Mier y Noriega.- Este fin de semana fue glorioso para cientos de habitantes de la comunidad Las Palomas que recibieron una despensa, un juguete, ropa y zapatos, sin embargo, hubo una personita que faltó a la cita.

Aunque era el más esperado, Yahir, su hermano y su madre, estuvieron ausentes durante la entrega de apoyo en Mier y Noriega; el menor fue víctima de bullying en su escuela y con sus vecinos por haber evidenciado la pobreza extrema que enfrentan y que decenas de administraciones y gobernantes no han sabido, querido o podido resolver.

- ¿Por qué no quisiste ir a la ayuda? mmm no... ¿Por qué? Porque me dicen muchas cosas, comenta Yahir mientras agacha la cabeza.

"Porque los niños se burlan de nosotros", agrega Israel, su hermano. "Nomás nos andan diciendo cosas y por eso no fuimos".

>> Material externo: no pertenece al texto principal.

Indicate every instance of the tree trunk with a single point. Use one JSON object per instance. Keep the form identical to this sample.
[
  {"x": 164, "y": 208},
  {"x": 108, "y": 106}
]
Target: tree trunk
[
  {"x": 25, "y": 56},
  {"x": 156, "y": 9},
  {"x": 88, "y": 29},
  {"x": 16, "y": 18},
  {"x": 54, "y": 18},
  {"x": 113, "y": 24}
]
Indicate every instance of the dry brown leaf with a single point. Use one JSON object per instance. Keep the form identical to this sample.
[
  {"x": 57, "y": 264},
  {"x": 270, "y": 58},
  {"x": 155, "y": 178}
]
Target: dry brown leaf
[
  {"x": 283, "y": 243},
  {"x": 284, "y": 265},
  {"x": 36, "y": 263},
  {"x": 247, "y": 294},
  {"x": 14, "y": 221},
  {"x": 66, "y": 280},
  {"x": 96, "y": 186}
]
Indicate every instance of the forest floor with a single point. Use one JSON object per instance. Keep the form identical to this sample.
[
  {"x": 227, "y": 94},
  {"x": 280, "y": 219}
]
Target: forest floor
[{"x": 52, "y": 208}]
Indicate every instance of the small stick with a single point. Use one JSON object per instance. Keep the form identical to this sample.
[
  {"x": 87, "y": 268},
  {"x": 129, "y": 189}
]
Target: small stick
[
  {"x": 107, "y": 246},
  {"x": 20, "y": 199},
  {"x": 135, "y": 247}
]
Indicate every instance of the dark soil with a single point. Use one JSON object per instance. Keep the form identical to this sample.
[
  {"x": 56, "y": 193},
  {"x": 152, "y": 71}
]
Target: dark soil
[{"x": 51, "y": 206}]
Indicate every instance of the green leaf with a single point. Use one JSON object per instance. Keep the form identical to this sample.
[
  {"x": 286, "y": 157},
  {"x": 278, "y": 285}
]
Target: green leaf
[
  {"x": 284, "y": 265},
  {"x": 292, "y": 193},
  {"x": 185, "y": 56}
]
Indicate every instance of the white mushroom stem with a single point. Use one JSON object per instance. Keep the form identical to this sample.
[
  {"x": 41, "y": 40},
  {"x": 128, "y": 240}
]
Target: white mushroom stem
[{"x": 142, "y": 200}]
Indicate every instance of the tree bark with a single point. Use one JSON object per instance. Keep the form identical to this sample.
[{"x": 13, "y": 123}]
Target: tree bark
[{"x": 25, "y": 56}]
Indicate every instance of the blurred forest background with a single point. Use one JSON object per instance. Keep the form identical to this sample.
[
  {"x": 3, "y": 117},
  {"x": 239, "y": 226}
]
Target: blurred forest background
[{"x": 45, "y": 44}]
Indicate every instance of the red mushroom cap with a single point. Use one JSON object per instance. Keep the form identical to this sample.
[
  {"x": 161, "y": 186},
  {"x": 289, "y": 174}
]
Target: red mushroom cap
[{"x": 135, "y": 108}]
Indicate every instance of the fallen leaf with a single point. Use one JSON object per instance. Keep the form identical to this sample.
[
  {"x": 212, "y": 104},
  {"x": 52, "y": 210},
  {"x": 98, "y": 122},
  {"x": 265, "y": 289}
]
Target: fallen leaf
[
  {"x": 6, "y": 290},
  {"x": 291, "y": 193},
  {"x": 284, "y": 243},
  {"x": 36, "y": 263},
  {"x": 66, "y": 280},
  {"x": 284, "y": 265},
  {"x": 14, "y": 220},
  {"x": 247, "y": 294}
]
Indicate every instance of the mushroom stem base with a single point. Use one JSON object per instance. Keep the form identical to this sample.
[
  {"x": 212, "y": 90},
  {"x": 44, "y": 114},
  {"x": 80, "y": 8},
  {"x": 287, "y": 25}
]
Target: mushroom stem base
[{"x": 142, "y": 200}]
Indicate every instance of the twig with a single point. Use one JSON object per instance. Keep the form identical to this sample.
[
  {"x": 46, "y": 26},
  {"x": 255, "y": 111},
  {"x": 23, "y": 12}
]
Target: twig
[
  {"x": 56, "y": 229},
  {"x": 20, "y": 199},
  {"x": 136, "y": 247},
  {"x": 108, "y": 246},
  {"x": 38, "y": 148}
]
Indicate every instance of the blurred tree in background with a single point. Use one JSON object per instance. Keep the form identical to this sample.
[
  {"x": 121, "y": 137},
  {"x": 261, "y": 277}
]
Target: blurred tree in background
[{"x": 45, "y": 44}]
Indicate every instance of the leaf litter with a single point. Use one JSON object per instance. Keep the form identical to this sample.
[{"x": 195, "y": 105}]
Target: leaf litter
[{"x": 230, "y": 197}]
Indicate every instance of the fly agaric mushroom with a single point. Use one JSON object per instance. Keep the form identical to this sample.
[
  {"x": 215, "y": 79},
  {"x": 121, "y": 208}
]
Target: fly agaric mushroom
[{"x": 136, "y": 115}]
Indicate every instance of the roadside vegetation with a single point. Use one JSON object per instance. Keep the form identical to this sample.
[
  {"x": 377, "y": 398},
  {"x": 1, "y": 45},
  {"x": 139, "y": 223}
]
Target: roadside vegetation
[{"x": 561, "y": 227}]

Su madre lamentó que su hijo, a sus siete años, pudiera tener un sentimiento de coraje.

"Obviamente no iba a ir, realmente no. Me hicieron sentir mal", comenta María del Rosario García.

Ellos no pidieron nada y tampoco lo esperaban, pero no pudieron evitar sonreír al recibir la ayuda en la puerta de su casa.

Lo primero que se les entregó fue un envío especial de un ciudadano de Monterrey: una hielera con lo necesario para cocinar aquello que nunca han comido: hamburguesas; Yahir no pudo ocultar su emoción.

Desde aquí, todo comenzó a cambiar. Sus deseos se volvieron realidad.

¿Qué les habías pedido a los reyes? "un balón", responde el menor. -Mira... "gracias", agrega.

Al recibir despensa, Yahir dejó atrás su rostro triste y mostró el de un niño feliz, mientras tocaba los paquetes de galletas bailaba y sonreía de emoción.

El mismo significado que tiene un juguete para muchos niños, lo tiene una despensa para Yahir.

El testimonio de Yahir fue clave para más de 400 familias se vieran beneficiadas.

Y pese a que la adversidad y la tristeza se hicieron presentes al principio, finalmente, el menor y su familia vivieron uno de sus mejores días.

"Para mis hijos, un regalo o algo, para ellos es mucho, mucho en realidad", finalizó María, la madre de Yahir.